Regia di Giovanni Columbu vedi scheda film
La Sardegna più intima, quella misteriosa e tormentata delle montagne del Sopramonte, la stessa, proprio il Monte Corrasi, che accolse alcune scene drammatiche della Bibbia di Houston, viene rappresentata dal regista come luogo significativo, senza dimensioni spazio-temporali delimitate, dell'eterna e tormentata storia dell'uomo. Attraverso la lettura sinottica dei Vangeli, Giovanni Columbu restituisce all'umanità l'essenziale, indissolubile legame religioso (di tutte le religioni) con la terra. L'illusione atavica (e blasfema) dell’umanità di liberarsi da questo legame, viene svelata e irrisa attraverso le immagini immense di una natura che parla: attraverso il suono del vento, l’incombere freddo delle nuvole, l’inviolabilità degli anfratti rocciosi.
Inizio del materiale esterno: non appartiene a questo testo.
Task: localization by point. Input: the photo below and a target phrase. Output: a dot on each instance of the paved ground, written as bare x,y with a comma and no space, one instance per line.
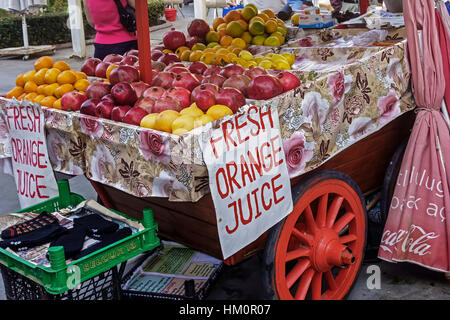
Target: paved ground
397,281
E restituisce all’uomo il ruolo di piccolo essere, partecipe della complessità infinita e misteriosa del creato: un essere fragile e sgomento, pronto a farsi carnefice e vittima, esule senza pace dopo la preclusione assoluta al paradiso perduto.
La dimensione narrativa della passione di Gesù è profondamente poetica e religiosa: si fonda sulla comunicazione incisiva di espressioni e gesti, parole nette e brevi frasi, mentre la colonna sonora è affidata alla grande maestria di una natura selvaggia e per questo profondamente, autenticamente umana. Solo l’irrompere delicatissimo di un coro (anch’esso senza tempo) dopo il compimento della tragedia, esprime il sentimento di pietà del regista, in un abbraccio essenzialmente cristiano che non esclude nessuno dei protagonisti. Compresi il giovane traditore, schiacciato dalla vergogna, e i malvagi carnefici, intenti perennemente a tramare sotto le mura incombenti di un maestoso nuraghe.
Straordinaria la sensibilità di Giovanni Columbu nella scelta dei protagonisti, non attori professionisti ma attori autentici di un’esistenza intimamente legata ai luoghi del contesto scenico. Anche la presenza “corale” e accorata di persone in cura presso un CSM di Cagliari sembra rispondere al bisogno di rappresentare, dell’uomo, la preziosa autenticità e insieme le infinite sfaccettature: restituendogli a dispetto delle manipolative semplificazioni mediatiche, l’essenza naturale della sua misteriosa, e religiosa, complessità.